Vision and learning are intimately related. In fact, experts say that roughly 80 percent of what a child learns in school is information that is presented visually. So good vision is essential for students of all ages to reach their full academic potential.
Statistics show that 1 in 4 school-aged children have vision-related problems. Left undetected and untreated, these issues could prove detrimental to kids’ development in school.
According to the U.S. Centers for Disease Control and Prevention (CDC), learning disorders affect at least 1 in 10 schoolchildren.
Potential learning issues related to vision problems:
- Reading disabilities (dyslexia and inefficient vocabulary development, comprehension, and reading mechanics)
- Speech impediments
- Difficulty understanding class materials
- Low frustration tolerance
- Difficulties with social interactions and situations
- Task avoidance
Signs of visual problems to look out for:
- Does your child sit close to the TV?
- Do they hold their text book close to their eyes?
- Do they lose their place easily?
- Do they squint?
- Are they complaining of headaches or tired eyes?
- Do they avoid homework or the smart devices regularly?
- Do they rub their eyes frequently?
- Are they receiving low grades?
- Have you noticed any behavioral changes?

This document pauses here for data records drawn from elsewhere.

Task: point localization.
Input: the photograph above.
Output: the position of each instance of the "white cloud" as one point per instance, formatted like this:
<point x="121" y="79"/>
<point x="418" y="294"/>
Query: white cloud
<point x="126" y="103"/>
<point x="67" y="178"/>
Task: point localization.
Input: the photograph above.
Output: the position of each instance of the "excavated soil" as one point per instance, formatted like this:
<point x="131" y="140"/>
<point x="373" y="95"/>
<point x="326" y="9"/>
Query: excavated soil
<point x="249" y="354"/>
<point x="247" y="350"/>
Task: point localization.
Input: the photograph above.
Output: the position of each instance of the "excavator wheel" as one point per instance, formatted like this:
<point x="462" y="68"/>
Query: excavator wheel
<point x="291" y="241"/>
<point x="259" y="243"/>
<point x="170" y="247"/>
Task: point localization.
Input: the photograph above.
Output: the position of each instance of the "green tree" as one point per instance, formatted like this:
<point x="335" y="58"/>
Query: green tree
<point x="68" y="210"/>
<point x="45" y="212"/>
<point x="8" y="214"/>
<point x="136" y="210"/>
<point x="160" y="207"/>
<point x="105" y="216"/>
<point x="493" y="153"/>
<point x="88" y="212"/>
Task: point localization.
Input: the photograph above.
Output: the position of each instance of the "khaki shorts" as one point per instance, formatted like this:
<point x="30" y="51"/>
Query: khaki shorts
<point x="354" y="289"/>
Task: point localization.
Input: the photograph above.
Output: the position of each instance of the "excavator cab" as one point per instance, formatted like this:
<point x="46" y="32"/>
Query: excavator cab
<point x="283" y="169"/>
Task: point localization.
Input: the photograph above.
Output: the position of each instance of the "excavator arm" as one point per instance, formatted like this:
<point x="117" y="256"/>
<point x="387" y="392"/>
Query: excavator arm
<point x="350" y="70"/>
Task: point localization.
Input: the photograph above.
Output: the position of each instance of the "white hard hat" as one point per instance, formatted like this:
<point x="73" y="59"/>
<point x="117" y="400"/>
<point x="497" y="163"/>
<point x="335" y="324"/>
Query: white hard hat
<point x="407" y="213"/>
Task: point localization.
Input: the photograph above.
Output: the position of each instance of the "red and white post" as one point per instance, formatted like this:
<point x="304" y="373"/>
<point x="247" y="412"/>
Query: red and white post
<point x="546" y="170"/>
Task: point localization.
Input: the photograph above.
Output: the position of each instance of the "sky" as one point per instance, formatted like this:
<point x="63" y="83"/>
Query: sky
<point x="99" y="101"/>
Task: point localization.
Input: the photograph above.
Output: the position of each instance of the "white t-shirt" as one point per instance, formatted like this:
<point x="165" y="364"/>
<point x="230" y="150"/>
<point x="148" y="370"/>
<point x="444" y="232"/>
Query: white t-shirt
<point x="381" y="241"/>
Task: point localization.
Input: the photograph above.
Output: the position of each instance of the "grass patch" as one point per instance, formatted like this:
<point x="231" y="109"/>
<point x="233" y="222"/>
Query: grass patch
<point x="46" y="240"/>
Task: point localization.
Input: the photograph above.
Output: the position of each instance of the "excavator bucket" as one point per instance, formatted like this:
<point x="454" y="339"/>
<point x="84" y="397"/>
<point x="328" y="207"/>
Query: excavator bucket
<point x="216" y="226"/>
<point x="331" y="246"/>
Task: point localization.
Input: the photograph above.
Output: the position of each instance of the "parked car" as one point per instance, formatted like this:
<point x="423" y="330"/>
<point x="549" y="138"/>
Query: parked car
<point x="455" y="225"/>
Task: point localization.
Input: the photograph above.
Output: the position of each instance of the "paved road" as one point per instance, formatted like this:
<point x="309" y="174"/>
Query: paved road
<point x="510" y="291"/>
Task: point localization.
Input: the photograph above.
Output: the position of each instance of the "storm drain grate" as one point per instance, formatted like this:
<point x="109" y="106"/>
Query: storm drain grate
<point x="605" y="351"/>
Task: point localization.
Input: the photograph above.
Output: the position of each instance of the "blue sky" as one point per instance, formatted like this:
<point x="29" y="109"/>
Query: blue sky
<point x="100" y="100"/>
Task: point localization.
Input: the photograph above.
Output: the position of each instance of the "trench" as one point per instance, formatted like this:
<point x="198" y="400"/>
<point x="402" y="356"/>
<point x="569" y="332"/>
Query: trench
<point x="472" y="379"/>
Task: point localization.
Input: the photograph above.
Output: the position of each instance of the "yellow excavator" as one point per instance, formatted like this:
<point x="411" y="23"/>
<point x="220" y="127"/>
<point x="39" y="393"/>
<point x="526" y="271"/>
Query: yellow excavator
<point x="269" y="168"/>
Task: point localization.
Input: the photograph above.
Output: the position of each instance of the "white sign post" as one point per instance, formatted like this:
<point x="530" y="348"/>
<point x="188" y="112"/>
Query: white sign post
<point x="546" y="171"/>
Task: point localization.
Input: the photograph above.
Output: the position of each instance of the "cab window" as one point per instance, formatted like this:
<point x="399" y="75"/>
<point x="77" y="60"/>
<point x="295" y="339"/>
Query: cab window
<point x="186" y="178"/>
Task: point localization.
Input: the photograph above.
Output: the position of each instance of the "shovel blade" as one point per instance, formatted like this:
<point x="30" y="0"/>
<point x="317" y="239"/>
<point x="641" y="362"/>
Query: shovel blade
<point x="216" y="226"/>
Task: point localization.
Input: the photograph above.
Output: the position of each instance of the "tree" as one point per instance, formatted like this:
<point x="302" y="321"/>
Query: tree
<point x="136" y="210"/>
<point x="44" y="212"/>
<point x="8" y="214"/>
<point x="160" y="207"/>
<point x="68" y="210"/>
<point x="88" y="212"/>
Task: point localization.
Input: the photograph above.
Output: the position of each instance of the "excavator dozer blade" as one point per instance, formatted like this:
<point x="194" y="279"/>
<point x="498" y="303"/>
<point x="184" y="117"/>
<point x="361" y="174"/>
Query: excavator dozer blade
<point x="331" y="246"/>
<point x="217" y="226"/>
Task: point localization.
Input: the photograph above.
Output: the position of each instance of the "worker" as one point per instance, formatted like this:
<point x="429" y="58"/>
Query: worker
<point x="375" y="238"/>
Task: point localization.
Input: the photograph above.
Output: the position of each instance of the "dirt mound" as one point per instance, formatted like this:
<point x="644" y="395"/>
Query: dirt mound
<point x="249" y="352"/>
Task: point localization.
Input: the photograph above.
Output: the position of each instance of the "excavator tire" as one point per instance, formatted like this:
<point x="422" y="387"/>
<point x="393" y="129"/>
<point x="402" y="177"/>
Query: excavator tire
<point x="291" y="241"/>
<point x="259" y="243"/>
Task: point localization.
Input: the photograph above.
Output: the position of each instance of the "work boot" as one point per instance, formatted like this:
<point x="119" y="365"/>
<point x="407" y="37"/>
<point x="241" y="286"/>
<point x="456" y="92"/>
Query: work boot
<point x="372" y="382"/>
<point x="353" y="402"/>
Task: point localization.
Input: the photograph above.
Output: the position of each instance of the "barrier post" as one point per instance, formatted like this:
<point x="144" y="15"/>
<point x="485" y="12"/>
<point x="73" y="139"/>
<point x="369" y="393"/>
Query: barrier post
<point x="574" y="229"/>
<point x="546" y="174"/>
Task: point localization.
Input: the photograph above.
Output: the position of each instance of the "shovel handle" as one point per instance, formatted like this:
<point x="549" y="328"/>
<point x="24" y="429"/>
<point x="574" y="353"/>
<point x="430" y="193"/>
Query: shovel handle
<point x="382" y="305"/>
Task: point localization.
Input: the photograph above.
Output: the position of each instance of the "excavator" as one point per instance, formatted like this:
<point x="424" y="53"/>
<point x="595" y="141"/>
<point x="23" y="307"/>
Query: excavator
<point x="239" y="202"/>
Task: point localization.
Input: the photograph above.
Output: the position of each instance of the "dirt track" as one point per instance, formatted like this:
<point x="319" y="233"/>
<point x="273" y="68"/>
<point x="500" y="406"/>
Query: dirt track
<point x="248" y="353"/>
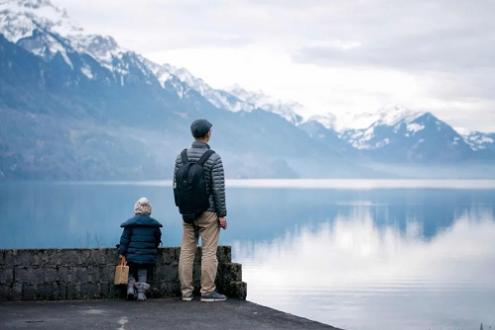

Vision-related learning deficiencies can be prevented by taking your child in for a comprehensive eye exam with an EYEcenter optometrist. According to the American Optometric Association, children should have an eye exam by no later than 6 months old, then again by age 3 years, and again just before starting school. School-age children need an exam every two years after that if they have no visual problems. But if your child requires eyeglasses or contact lenses, schedule visits every 12 months. (Frequent eye exams are important because during the school years your child’s eyeglasses prescription can change frequently.)
Your EYEcenter doctor also will ensure that your child has the visual skills required for success in school and sports, such as accurate and comfortable eye teaming, peripheral vision, ease of focusing from distance to near and hand-eye coordination.
The content on this blog is not intended to be a substitute for professional medical advice, diagnosis, or treatment. Always seek the advice of qualified health providers with questions you may have regarding medical conditions.